Haedong Yonggungsa Temple is a religious site under the Buddhist monks’ management. The temple’s name can be literally translated as ‘dragon’ (for ‘yong’), ‘palace’ (for ‘gung’), and ‘temple’ (for ‘sa’).
Haedong Yonggungsa Temple is over 600 years old and has witnessed the ups and downs and is confidently sharing its blessings to its visitors from various places.
MEANINGS: The Hanja ‘yonggungsa’ means ‘dragon’s palace temple.’ (It means that the character ‘sa’ is not supposed to be repeated in English as ‘temple.’). However, since non-speakers of the language won’t know what ‘sa’ means, I prefer to attach the word ‘temple’ in most articles of this weblog.
Haedong Yonggungsa Temple is the first travel destination I visited first thing on my first day of Busan travels.
It is because I thought that it is one of the most attractive sites I’d rather see first that the others. Yes, this is my personal choice, and I love places with nature and religious aspects.
It is genuinely like a palace setting on top of solid rocks and overlooking the sea and towards the lush mountain of the mainland.
Besides, it looks like dreamland to me, even something like a Disneyland but nothing fancy decorations except the religious symbols and structure around.

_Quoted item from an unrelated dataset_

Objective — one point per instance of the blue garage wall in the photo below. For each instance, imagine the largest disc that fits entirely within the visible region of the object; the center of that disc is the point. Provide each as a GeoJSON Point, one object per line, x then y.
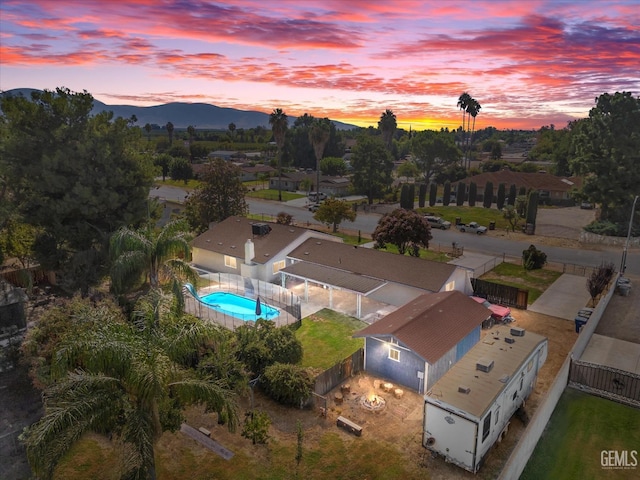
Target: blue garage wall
{"type": "Point", "coordinates": [404, 372]}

In other words, it feels like fantasy land to me not only because of the structures (e.g., temples, religious sculptures, gardens) but also due to the shapes of the rocks and how the temple site is structured overall.

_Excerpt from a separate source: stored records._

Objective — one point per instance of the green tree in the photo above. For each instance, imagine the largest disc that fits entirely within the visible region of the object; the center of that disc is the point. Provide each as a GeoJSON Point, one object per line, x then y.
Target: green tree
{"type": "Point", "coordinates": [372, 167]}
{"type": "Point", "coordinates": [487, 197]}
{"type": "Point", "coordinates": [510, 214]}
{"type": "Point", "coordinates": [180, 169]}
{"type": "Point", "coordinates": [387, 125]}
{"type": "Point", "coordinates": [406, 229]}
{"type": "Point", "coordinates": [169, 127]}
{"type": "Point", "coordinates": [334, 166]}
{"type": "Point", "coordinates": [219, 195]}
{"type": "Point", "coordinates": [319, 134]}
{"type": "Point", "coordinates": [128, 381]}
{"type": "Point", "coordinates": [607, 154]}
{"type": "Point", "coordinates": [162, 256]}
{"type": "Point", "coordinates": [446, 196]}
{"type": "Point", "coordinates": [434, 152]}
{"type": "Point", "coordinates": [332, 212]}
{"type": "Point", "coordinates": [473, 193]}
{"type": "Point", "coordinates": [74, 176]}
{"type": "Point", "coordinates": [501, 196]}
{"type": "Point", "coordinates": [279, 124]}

Of course, the backdrop green pine trees and the bluish sea play their harmonious roles in the whole picture.
Haedong Yonggungsa Temple nestles on a unique rock cliff coastline in Northeastern Busan, South Korea.
Its establishment as a religious refuge for Buddhist monks and believers dates back to as early as 1376. It was believed that Naong Hyegeun (1320-1376) founded the site.
Naong Hyegeun was a royal official during the Goryeo Dynasty (918-1392) and a known master adviser who helped the establishment of Buddhism in the Joseon period (1392-1910).
The Religious Experience
Legend has it that Naong established Haedong due to the message he received from a sea god through a dream.
The legend says that while Naong was practicing Buddhism the country suffered from drought and famine. Due to the unanswered prayers of the believers, people started to doubt their faith which was also losing popularity due to religious corruption during that period.
So, when Naong he immediately left and headed to Bongrae Mountain, the site mentioned in the message. He was told that if he built a temple by the rocky seaside, the nation would experience happy life again and without much hardships.
Based on historical records, Haedong Yonggungsa Temple was damaged but was later on renovated to its present state.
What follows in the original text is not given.